E criou, sem a preocupação em encarná-lo mediunicamente como Rami Malek fez com Fred Mercury ou Martin Landau com Bela Lugosi. Exatamente por isso, saiu-se com um Simonal muito mais vivo e magnético do que, digamos, o Erasmo Carlos de Chay Suede, o Tim Maia de Babu Santana ou mesmo a Elis de Andreia Horta. Mas é o Simonal de Fabrício, um personagem capaz de discutir sobre racismo com um delegado do Dops – em vez de apenas chegar distribuindo autógrafos e posando para fotos, como certamente o Simonal mediúnico faria. O Simonal de Fabrício é um Simonal com uma visão século 21 da questão racial – e não com a visão século 20 de que a fama e a riqueza seriam capazes de transformar um “crioulo” em branco, comprando carangos de tanto trabalhar, trabalhar.
Simonal, o filme, é fiel a Simonal porque, como o Simonal de carne e osso, permite diferentes leituras de uma tragédia humana, sobre a quintessência das ilusões do showbiz e do fiapo de mobilidade social brasileira.
Lembro quando um amigo, jornalista bamba da área da economia, voltou com os manuscritos de Nem vem que não tem que eu lhe havia confiado, jogou na minha mesa e resmungou: “Que merda, a elite cultural brasileira”. Para mim, a história de Simonal não era essa. Era a história da frágil sedução das oportunidades do estrelato. Mas pode ser, também, perfeitamente, a história do sam cooke brasileiro obcecado por construir seu império de empregados brancos como Fabrício materializou na tela, a história do primeiro e desajeitado líder do orgulho negro nacional.

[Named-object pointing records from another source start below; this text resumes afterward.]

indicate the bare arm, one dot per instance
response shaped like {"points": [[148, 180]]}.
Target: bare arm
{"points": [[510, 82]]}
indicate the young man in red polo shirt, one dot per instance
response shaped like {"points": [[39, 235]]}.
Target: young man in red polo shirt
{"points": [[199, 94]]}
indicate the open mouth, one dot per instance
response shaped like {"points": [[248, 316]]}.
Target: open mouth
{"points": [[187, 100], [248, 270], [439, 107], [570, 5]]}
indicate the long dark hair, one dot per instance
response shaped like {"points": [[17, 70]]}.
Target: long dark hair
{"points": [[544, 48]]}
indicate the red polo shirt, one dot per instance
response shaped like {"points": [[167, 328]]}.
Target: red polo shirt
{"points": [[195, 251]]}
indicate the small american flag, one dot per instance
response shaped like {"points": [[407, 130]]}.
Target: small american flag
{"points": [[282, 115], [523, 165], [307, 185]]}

As histórias são muitas, muito diversas entre si, mas a vítima é sempre a mesma: o menino “preto, pobre e feio” da Favela da Praia do Pinto. É a história de Simonal, o filme, de Nem vem que não tem, o livro, de Ninguém Sabe o Duro Que Dei, o documentário, e a história de certo país tropical que, alguém cantou um dia, era abençoado por Deus e bonito por natureza.